Gravestone of Richard Wolfe, Saint Columba Cemetery, Ottawa, Illinois (Find a Grave / The VanFleets)

Gravestone of Richard Wolfe, Saint Columba Cemetery, Ottawa, Illinois (Find a Grave / The VanFleets)

RICHARD WOLFE (1815–1906)

Richard Wolfe was born in Listowel, County Kerry, Ireland, and baptized on July 16, 1815, in the Diocese of Kerry, Parish of Lixnaw. His parents were Richard James Wolfe and Johanna Relihan Wolfe. His baptismal sponsors were Richard Wolfe and Mary Connel. (Wolfe’s gravestone lists his birth year as 1807.)

Wolfe had at least nine siblings: James Richard (b. 1800), Maurice Richard (b. 1802), John Richard (b. 1809), Ellen (b. ca. 1810), Thomas Richard (b. 1811), Johanna (b. 1812),  Margaret Ellen (b. 1818), Edward (b. 1821), and Patrick (b. 1822).

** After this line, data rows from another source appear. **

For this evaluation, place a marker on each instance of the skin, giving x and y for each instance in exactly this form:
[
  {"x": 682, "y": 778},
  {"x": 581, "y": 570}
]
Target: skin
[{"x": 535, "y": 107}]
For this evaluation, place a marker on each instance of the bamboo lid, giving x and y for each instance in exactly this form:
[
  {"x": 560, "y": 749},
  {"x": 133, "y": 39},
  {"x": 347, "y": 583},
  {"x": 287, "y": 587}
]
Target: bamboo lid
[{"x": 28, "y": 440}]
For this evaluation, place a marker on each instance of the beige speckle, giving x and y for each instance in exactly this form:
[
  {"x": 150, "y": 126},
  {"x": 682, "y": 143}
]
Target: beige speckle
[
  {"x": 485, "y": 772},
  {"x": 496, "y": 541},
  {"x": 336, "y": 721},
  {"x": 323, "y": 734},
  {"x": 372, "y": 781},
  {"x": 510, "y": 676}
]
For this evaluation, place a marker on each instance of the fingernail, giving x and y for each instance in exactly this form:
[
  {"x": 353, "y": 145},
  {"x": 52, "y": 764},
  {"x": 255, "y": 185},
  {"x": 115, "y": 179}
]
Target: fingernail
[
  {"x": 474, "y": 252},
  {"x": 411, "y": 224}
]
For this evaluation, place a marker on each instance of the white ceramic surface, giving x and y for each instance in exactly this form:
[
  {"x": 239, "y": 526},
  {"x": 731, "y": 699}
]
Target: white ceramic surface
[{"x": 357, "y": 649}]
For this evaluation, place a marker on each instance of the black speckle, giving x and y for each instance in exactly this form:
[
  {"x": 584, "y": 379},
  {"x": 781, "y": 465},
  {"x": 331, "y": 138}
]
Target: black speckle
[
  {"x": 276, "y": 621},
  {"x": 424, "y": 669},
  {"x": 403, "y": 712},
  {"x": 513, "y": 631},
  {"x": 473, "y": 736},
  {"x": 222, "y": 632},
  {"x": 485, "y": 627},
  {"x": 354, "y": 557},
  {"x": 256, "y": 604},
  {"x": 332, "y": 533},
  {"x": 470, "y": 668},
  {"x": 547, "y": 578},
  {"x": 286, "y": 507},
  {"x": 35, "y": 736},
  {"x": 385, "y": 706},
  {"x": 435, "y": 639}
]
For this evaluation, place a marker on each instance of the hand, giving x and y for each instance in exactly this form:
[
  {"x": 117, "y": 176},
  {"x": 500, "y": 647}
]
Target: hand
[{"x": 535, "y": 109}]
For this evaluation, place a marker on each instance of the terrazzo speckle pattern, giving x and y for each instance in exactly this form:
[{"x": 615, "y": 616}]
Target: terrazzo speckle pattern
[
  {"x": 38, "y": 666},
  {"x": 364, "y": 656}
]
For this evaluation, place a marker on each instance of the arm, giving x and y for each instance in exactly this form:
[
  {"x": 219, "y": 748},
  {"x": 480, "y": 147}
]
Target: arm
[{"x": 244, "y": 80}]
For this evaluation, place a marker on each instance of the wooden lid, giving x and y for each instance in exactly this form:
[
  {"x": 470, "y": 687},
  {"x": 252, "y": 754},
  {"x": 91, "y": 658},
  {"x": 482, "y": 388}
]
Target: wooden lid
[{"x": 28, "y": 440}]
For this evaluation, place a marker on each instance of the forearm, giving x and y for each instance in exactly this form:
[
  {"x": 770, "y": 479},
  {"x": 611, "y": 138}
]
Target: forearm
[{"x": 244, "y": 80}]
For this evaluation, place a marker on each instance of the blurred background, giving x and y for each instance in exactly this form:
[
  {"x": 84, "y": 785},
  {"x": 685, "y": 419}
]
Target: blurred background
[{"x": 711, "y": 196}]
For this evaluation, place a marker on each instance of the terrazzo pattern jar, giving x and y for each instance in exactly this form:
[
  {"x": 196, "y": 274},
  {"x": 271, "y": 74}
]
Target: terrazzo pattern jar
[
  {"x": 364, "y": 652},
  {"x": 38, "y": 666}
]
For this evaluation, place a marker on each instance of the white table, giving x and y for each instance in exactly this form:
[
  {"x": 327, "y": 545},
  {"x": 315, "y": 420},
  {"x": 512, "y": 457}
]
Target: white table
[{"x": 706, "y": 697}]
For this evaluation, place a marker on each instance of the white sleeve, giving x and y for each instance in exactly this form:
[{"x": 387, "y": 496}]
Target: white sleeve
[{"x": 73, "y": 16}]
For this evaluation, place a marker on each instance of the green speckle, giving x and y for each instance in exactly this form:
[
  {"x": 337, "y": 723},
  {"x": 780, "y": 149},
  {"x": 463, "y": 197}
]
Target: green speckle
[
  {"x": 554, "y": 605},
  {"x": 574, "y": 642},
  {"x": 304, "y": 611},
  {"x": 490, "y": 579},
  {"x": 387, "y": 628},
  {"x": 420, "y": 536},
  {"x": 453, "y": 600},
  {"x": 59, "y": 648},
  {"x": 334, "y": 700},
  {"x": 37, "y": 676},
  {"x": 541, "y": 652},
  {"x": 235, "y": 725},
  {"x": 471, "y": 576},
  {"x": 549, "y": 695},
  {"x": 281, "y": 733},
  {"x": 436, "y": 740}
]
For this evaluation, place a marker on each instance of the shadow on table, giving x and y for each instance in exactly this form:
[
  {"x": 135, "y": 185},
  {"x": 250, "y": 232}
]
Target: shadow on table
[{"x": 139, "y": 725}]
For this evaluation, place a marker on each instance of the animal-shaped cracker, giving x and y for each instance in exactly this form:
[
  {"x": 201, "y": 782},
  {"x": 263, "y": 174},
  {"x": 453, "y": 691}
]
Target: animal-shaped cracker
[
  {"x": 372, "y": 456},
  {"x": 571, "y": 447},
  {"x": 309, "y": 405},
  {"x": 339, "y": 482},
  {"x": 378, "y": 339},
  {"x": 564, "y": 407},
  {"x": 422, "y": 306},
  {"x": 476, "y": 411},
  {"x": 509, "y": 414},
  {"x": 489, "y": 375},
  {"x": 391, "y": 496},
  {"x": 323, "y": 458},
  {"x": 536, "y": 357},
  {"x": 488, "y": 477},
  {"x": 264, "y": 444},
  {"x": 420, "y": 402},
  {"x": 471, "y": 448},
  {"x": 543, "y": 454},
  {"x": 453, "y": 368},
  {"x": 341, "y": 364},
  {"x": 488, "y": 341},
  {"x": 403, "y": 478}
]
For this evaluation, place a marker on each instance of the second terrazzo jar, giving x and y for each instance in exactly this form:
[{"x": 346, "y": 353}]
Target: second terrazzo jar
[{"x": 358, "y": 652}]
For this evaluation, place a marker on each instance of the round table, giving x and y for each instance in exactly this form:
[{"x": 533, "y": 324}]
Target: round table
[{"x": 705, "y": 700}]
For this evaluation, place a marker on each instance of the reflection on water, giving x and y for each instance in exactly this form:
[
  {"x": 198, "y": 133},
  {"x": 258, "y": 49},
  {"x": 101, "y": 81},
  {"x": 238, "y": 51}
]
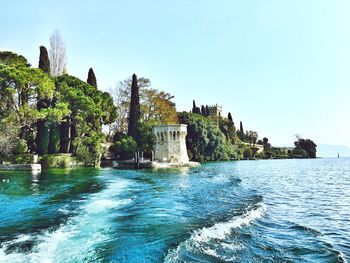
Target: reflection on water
[{"x": 256, "y": 211}]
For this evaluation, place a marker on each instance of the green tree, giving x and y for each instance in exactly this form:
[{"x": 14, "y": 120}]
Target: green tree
[
  {"x": 135, "y": 112},
  {"x": 306, "y": 145},
  {"x": 44, "y": 62},
  {"x": 92, "y": 78},
  {"x": 42, "y": 138}
]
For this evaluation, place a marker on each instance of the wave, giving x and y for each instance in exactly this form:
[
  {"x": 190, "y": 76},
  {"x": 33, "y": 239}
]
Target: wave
[
  {"x": 213, "y": 241},
  {"x": 75, "y": 240}
]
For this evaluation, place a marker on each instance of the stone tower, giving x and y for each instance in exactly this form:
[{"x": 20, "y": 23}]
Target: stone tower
[{"x": 170, "y": 145}]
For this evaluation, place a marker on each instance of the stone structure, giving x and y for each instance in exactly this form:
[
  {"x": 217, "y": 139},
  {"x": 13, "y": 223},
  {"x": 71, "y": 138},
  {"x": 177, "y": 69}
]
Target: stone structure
[
  {"x": 215, "y": 110},
  {"x": 170, "y": 144}
]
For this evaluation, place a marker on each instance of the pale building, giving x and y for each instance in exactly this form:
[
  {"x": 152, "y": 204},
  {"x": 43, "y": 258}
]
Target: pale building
[
  {"x": 170, "y": 144},
  {"x": 215, "y": 110}
]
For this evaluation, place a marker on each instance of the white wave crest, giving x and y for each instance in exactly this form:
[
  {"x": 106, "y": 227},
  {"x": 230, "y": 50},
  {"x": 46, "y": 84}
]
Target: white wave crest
[
  {"x": 77, "y": 239},
  {"x": 213, "y": 240}
]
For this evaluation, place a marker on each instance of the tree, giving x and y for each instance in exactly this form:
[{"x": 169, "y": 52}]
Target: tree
[
  {"x": 42, "y": 138},
  {"x": 20, "y": 88},
  {"x": 13, "y": 59},
  {"x": 89, "y": 110},
  {"x": 135, "y": 112},
  {"x": 240, "y": 133},
  {"x": 58, "y": 59},
  {"x": 229, "y": 117},
  {"x": 122, "y": 95},
  {"x": 44, "y": 62},
  {"x": 92, "y": 78},
  {"x": 307, "y": 145}
]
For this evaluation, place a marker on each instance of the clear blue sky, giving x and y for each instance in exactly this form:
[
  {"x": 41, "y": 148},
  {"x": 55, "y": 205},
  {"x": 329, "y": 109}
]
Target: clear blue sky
[{"x": 282, "y": 67}]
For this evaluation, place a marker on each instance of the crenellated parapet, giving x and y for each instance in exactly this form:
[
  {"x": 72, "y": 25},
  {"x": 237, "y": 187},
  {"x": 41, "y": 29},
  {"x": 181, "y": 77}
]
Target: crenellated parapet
[{"x": 170, "y": 143}]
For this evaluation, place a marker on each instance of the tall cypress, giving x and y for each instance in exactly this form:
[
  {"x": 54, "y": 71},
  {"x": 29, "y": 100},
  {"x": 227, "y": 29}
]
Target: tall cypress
[
  {"x": 44, "y": 62},
  {"x": 241, "y": 127},
  {"x": 229, "y": 117},
  {"x": 92, "y": 78},
  {"x": 194, "y": 108},
  {"x": 42, "y": 136},
  {"x": 203, "y": 110},
  {"x": 135, "y": 112}
]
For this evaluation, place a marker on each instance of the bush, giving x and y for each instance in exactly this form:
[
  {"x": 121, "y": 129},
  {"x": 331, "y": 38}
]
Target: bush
[
  {"x": 124, "y": 149},
  {"x": 63, "y": 160},
  {"x": 297, "y": 153},
  {"x": 89, "y": 149},
  {"x": 20, "y": 147}
]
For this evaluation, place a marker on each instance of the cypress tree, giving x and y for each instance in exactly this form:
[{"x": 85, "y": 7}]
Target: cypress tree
[
  {"x": 135, "y": 112},
  {"x": 229, "y": 117},
  {"x": 203, "y": 110},
  {"x": 207, "y": 111},
  {"x": 194, "y": 108},
  {"x": 42, "y": 136},
  {"x": 92, "y": 78},
  {"x": 44, "y": 62}
]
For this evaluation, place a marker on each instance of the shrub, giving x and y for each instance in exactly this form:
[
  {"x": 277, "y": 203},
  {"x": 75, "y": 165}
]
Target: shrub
[
  {"x": 247, "y": 153},
  {"x": 89, "y": 149},
  {"x": 124, "y": 149},
  {"x": 63, "y": 160}
]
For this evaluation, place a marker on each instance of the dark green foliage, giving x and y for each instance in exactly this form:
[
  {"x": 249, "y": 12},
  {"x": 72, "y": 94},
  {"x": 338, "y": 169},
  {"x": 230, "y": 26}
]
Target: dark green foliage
[
  {"x": 54, "y": 139},
  {"x": 204, "y": 140},
  {"x": 195, "y": 109},
  {"x": 307, "y": 145},
  {"x": 247, "y": 153},
  {"x": 229, "y": 117},
  {"x": 44, "y": 62},
  {"x": 135, "y": 112},
  {"x": 92, "y": 78},
  {"x": 240, "y": 133},
  {"x": 125, "y": 148},
  {"x": 42, "y": 137}
]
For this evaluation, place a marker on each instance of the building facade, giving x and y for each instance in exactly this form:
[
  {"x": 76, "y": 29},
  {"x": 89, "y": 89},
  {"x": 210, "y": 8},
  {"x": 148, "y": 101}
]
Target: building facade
[{"x": 170, "y": 144}]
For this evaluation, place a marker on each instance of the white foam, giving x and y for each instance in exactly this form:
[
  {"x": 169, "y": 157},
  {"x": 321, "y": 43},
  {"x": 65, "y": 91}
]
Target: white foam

On February 26, 1838, he married Mary Carney, of Listowel, in Abbeydorney, a small village just north of Tralee, County Kerry. Witnesses were Richard Wolfe and Maurice Eagan. Carney’s surname may originally have been Kearney. The couple had eight children: Margaret (b. 1841), John (b. 1845), Richard “Dick” (b. 1847), Michael (b. ca. 1848), Sarah Elizabeth(b. 1854), Ellen V. “Nellie” (b. ca. 1856), James (b. ca. 1858), and James R. (b. 1863). The first James died sometime before 1862.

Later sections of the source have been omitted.